Is that your nephew’s penis in your wallet or are you glad to see me?

South African police have arrested a 42-year-old man found carrying human genitalia in his wallet, four days after his nephew went missing in the south of the country…

Suspecting the man had a hand in the disappearance of his 18-year-old nephew, police…interrogated him until he led them to a spot in the small town of Ngcobo in the Eastern Cape province.

“We found that the hands, the head and legs were cut off from the body and we then recovered the private parts in his wallet,” Mzukisi Fatyela, police spokesman for the Eastern Cape Province, told AFP.

He refused to disclose the wallet size nor the state of the human parts, but said the man will face murder charges.

I was wondering about the size of his wallet, too.



  1. noname says:

    No penis envy here?

    Maybe “he” likes sitting on penis?

    A couple of High Voltage electrodes to “his” scrotum sac and decades of massive shock treatment(s) should cure that habit!

  2. Dallas says:

    dick jerkey? Some people are weird.

  3. So what says:

    No, no, no, You’re doing it wrong the condom goes in the wallet not the other way around.

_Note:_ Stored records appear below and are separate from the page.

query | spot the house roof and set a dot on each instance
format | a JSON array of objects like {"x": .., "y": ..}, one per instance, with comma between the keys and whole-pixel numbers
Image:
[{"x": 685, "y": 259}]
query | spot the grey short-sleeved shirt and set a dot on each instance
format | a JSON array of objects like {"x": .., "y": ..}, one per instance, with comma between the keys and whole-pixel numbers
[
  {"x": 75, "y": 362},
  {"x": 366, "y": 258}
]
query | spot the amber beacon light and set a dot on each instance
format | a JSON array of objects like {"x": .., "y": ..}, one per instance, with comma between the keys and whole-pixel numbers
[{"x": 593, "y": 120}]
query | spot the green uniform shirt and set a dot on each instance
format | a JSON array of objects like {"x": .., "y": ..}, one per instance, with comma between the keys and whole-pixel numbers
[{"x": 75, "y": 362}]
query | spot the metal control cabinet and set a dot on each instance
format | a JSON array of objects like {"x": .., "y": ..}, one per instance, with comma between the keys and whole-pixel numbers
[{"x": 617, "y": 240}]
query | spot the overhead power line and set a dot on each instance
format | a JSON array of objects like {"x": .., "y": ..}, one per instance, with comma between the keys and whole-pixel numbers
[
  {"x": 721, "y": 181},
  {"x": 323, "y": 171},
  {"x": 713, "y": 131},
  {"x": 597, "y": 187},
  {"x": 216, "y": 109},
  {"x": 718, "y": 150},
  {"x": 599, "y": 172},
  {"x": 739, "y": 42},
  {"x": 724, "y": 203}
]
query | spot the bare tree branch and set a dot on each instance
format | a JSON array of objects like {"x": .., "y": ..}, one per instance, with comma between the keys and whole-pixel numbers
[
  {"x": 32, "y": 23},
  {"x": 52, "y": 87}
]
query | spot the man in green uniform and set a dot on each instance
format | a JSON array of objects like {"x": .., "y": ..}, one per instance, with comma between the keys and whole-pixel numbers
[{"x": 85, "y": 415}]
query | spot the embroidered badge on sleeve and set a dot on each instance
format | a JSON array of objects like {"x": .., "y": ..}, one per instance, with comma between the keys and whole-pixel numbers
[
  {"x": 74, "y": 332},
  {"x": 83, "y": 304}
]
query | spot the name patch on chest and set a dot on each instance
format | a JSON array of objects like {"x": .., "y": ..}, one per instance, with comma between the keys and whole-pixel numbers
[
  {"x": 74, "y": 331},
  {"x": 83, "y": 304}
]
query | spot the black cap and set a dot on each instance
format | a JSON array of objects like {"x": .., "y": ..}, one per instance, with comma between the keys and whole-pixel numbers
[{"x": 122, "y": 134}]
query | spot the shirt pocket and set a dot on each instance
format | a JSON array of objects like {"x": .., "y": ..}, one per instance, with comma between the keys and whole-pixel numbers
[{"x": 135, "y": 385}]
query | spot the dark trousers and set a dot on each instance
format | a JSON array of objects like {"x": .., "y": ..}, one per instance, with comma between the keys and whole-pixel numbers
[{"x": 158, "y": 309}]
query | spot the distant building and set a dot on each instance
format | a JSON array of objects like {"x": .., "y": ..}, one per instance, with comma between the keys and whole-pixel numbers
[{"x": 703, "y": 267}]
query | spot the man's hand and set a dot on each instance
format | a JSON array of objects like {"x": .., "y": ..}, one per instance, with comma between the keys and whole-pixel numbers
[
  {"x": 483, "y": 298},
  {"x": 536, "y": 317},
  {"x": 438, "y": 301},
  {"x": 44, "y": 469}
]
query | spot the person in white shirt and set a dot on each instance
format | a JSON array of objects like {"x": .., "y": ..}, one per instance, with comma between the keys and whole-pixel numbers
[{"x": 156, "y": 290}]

  4. Captain Obvious says:

    When you rub the wallet it turns into a purse.

  5. MartinJJ says:

    A snack for on the road.

  6. dadeo says:

    I was wondering about the size of his wallet, too.

    I was wondering nephew’s name. Around here we often call wallets bill folds.

  7. Funny Guy says:

    Are you sure it wasn’t Obama’s?! It seems his his financial penis in EVERYTHING these days. And since it was in a wallet and all…

    Then again, maybe the guy misunderstood. Because, “once you go black it (you) don’t go back.”